Capítulo 20

162 24 1
                                    

O mundo se tornava um lugar mais suportável e o próprio corpo um lugar mais confortável para a própria alma quando ela podia falar. E falar envolvia mais que colocar palavras no papel ou usar a voz, as mãos, o corpo... para Kara, especialmente, envolvia o seu tempo, seu espaço e os seus sentimentos.

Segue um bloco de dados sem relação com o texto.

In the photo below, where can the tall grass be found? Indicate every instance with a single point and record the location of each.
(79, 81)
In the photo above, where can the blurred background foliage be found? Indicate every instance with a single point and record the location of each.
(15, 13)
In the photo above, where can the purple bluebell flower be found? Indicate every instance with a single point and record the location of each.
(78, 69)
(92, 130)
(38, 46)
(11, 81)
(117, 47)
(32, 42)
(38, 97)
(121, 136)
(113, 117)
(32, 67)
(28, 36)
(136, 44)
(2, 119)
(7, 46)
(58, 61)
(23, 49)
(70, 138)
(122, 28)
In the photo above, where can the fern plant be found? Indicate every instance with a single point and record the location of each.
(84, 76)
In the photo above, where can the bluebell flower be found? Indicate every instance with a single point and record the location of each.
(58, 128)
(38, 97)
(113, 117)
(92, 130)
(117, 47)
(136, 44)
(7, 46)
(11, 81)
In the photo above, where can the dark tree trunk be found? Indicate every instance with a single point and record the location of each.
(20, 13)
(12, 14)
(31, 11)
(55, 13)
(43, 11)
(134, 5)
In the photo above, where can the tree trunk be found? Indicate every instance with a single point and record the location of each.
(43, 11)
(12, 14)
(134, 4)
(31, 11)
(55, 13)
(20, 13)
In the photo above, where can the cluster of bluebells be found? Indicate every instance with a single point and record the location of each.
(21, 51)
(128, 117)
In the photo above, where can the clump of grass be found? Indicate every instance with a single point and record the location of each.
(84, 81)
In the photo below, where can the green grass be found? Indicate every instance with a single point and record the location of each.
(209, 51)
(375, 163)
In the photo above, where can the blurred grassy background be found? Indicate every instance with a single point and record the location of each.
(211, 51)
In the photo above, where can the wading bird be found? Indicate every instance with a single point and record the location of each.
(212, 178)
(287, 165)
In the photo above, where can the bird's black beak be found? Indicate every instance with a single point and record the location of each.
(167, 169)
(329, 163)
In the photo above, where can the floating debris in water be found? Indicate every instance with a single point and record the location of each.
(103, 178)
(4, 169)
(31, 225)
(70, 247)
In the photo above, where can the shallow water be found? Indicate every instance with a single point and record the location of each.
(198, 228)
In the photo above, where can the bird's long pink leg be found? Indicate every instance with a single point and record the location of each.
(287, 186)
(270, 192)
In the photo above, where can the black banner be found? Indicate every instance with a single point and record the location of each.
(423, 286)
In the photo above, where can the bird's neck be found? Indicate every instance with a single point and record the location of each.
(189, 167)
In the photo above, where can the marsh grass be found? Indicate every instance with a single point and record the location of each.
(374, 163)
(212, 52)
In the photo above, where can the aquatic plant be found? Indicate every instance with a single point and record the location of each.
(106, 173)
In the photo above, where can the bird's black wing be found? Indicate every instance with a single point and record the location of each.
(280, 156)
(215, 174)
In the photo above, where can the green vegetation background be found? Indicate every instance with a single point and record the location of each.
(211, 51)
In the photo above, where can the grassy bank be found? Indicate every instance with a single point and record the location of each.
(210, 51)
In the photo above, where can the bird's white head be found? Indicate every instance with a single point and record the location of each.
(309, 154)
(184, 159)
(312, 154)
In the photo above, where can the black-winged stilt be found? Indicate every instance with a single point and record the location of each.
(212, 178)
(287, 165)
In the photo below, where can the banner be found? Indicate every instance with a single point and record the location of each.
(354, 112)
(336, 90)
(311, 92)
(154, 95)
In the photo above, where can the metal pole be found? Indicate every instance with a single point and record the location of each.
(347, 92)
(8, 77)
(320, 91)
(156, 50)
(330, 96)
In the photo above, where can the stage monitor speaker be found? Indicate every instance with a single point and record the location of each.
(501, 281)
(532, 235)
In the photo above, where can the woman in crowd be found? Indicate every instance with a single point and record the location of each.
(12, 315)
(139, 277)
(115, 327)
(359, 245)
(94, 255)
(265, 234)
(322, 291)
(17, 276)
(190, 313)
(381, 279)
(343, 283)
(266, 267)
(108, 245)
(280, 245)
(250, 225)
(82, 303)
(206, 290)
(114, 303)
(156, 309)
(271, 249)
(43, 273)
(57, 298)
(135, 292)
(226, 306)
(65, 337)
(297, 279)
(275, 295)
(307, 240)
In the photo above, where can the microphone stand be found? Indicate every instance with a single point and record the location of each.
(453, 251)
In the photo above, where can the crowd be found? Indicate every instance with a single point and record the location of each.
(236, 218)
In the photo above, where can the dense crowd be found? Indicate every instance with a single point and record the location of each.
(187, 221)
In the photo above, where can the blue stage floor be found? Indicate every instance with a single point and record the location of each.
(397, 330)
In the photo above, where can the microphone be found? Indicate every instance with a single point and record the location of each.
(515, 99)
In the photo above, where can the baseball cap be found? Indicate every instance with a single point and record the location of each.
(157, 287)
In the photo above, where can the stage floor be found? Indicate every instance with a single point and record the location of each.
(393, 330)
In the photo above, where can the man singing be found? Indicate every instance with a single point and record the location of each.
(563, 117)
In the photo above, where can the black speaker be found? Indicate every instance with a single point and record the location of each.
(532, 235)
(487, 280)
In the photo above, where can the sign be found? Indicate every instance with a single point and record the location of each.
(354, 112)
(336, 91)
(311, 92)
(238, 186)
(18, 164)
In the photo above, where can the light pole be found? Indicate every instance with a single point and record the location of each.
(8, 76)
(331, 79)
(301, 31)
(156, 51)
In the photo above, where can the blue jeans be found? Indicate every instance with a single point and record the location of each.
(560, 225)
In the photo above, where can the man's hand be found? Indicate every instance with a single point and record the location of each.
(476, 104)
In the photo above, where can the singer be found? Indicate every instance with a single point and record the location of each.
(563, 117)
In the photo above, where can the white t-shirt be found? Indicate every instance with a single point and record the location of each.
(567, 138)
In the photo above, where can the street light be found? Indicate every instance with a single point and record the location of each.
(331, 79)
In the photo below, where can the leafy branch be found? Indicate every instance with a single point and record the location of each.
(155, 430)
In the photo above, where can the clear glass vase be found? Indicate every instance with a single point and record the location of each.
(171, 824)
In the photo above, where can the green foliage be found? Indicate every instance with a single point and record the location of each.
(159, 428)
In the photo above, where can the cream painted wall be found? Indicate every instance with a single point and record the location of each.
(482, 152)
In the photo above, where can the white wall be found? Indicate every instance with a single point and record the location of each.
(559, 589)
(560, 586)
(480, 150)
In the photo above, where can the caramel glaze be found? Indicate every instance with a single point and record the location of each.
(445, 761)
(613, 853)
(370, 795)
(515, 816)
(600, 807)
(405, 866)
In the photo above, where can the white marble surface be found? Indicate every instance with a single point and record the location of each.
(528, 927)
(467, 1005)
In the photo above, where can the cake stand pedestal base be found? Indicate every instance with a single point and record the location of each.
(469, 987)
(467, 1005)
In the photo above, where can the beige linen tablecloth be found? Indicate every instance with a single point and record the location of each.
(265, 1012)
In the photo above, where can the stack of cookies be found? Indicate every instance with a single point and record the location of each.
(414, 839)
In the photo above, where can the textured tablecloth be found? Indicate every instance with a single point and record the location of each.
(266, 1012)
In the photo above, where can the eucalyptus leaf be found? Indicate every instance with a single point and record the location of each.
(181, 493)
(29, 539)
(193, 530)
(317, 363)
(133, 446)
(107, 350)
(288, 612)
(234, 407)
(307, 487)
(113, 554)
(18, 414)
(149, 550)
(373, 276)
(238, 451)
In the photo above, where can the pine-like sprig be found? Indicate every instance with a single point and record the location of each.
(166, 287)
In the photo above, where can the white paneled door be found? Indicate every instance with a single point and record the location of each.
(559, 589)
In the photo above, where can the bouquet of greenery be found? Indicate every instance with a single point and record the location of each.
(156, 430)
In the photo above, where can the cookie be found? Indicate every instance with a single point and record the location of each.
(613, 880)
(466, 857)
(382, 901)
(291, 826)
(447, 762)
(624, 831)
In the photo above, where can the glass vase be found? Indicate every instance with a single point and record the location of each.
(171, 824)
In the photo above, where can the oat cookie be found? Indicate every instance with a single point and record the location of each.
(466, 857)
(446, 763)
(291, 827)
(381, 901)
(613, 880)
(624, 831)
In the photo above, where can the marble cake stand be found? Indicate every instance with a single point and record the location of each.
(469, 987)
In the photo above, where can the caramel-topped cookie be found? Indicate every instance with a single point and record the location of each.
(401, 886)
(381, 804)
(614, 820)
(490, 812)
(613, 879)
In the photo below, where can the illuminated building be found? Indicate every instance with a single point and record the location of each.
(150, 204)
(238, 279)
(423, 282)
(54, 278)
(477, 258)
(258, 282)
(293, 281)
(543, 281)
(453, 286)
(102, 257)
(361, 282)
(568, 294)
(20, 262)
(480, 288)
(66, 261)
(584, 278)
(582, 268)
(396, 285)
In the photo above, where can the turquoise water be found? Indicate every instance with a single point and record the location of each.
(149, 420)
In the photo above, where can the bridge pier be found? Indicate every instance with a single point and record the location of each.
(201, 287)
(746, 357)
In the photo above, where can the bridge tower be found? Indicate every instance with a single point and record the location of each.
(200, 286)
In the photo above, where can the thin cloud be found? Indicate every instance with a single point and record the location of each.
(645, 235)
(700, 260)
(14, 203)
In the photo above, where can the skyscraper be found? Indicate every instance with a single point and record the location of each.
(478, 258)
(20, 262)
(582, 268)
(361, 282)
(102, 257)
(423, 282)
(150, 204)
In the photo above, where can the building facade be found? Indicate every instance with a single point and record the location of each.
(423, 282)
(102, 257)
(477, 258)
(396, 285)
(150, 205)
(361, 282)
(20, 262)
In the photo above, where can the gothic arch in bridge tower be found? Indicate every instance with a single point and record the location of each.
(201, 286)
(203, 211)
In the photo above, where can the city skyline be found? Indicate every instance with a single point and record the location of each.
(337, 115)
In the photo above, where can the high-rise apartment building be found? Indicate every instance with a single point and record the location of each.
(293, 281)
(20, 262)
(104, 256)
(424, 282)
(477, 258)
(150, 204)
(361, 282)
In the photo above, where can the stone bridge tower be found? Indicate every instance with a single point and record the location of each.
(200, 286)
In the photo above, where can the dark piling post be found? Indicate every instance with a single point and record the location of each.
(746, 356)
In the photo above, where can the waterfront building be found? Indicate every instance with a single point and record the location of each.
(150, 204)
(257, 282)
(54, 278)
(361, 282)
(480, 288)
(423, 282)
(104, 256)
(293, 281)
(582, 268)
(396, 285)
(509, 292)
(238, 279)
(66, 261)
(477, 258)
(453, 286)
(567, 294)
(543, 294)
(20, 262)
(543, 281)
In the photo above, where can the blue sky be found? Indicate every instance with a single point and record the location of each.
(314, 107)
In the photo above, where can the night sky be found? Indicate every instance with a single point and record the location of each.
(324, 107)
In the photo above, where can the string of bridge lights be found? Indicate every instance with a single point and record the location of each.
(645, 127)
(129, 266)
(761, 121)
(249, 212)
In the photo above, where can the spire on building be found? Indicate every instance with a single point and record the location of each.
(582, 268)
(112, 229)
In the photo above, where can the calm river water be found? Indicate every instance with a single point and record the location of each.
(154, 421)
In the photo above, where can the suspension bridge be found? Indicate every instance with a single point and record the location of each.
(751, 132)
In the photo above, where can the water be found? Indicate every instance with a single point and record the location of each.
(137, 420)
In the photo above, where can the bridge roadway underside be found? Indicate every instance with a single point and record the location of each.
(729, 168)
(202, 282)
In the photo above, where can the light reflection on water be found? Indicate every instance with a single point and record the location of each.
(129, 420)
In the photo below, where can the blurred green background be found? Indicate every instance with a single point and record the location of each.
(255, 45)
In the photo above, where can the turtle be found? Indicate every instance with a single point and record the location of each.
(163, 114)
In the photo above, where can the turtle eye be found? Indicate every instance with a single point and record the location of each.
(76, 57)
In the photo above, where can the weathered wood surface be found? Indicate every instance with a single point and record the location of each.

Era o que Lena dizia ser tudo tão relativo.

Escrever uma história nunca havia sido tão fácil. Tudo estava ali dentro pedindo para ser transformado naquilo que só ela saberia escrever. Sua protagonista deixara de ser uma pessoa e passara a ser o amor em uma de suas formas mais bonitas.

E nunca havia sido tão difícil escrever uma história. Nem sempre as palavras delineavam perfeitamente os traços de Lena, ou descreveriam muito bem as mudanças do ambiente quando ela estava, muito menos conseguiam expressar o quão relativo o tempo era quando ele passava e as mãos estavam dadas ou se o que tocavam eram os lençóis bagunçados sob os corpos em sintonia carregando corações desarmonizados.

A existência de pequenos detalhes fazia existir uma grande vontade de ser quem ela era.

Se o que tocava era Queen.

Se chovia.

Se bebia café forte ou chá.

Se lia um livro sentada na cama.

Se lia um livro de frente para a janela.

Se o que vestia era um vestido longo.

Se estava sentada em frente a pessoas que queriam tanto conhecê-la.

Se estava sentada em frente ao espelho olhando para a pessoa que queria conhecer.

Se o que escrevia era prosa ou poesia.

No fim das contas, era um grande privilégio deixar-se ser quem era, amar o que amava e estar onde estava.

Era um grande privilégio saber que o mundo estava ali para ela, mas era um privilégio maior ainda saber que ela estava ali para o mundo.

- Pensar demais às vezes pode fazer mal, sabia?

A voz que soou atrás dela a fez dar um sobressalto.

- Está aqui há muito tempo? - disse ao se recuperar do susto e sorrir.

- O suficiente para quase ouvir o que passa dentro da sua cabeça.

Lena imitou sua posição. Estavam apoiadas com os antebraços em um muro um pouco afastado do jardim, em um lugar que dava uma visão panorâmica da festa de casamento. Lá embaixo as pessoas dançavam e cantavam a plenos pulmões numa madrugada estrelada. As noivas estavam em uma espécie de embriaguez dessas causadas pelo alto nível de serotonina. Seus sorrisos quase rasgavam o rosto e os olhos talvez iluminassem mais a festa do que as lâmpadas.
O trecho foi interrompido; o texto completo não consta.